Violence in Cameroon’s English-speaking regions and the Far North increased in the second half of 2023 with civilians “severely impacted”, according to Human Rights Watch (HRW).
Clashes between armed groups and government forces saw an increase in “cases of unlawful killings, abduction and raids on villages” in the last six months of the year, the New York-based organisation said in an annual review released Thursday.
Cameroon’s primarily English-speaking Northwest and Southwest regions have been gripped by conflict since separatists declared independence in 2017.
That followed decades of grievances over perceived discrimination at the hands of the country’s French-speaking majority.

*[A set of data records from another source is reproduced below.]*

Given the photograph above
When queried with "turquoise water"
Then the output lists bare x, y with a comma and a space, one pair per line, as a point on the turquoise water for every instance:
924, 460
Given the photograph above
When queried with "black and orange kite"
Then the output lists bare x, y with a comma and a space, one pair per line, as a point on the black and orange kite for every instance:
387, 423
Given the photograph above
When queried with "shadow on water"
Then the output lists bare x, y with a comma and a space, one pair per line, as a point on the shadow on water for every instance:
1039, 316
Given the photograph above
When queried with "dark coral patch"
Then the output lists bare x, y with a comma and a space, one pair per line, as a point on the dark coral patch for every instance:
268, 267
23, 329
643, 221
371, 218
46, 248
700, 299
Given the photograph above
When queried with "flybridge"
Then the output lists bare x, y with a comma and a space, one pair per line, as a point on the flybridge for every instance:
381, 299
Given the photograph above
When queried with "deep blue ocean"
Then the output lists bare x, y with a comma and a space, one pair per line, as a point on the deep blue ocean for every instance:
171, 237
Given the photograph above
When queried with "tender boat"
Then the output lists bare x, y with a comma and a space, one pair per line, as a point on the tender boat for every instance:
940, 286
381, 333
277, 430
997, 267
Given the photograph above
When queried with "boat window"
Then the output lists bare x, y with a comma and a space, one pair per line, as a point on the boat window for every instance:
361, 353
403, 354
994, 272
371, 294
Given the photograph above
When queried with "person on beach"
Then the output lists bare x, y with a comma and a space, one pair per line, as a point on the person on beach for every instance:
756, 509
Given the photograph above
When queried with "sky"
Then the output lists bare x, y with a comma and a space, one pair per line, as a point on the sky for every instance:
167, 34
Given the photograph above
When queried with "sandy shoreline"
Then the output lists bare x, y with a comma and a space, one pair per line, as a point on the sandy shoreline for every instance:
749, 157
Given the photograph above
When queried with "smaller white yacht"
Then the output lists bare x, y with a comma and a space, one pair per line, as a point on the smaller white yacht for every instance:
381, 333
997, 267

President Paul Biya, 90, who has ruled Cameroon with an iron fist for 41 years, has resisted calls for wider autonomy and responded with a crackdown.
In the Anglophone areas, separatists kept up attacks on schools, students and education professionals last year as part of a boycott against the teaching of French.
The report listed at least 2,245 schools that are “not functioning” in the Anglophone regions.
By mid-2023, more than 638,000 people had be en displaced and 1.7 million needed humanitarian aid in the two regions.
They saw continued violence for a sixth year, HRW noted, “despite President Paul Biya saying in January that many armed separatist groups had surrendered and that the threat they posed had been significantly reduced”.
“Abusive army raids and killings of civilians may also have been perpetrated against individuals suspected of being separatists or in retaliation for attacks against army positions,” HRW said.
Since the violence first erupted in 2016 at least 6,000 civilians have been killed by governmen t and separatist forces, the report said.
The Far North region, plagued since 2009 by militants from Boko Haram and its rival Islamic State West Africa Province (ISWAP), saw 246 attacks and the killing of at least 169 civilians by non-state actors last year, HRW said.
Three aid workers with French NGO Premiere Urgence Internationale were abducted on Wednesday in the Far North where the borders of Nigeria, Chad, Niger and Cameroon meet.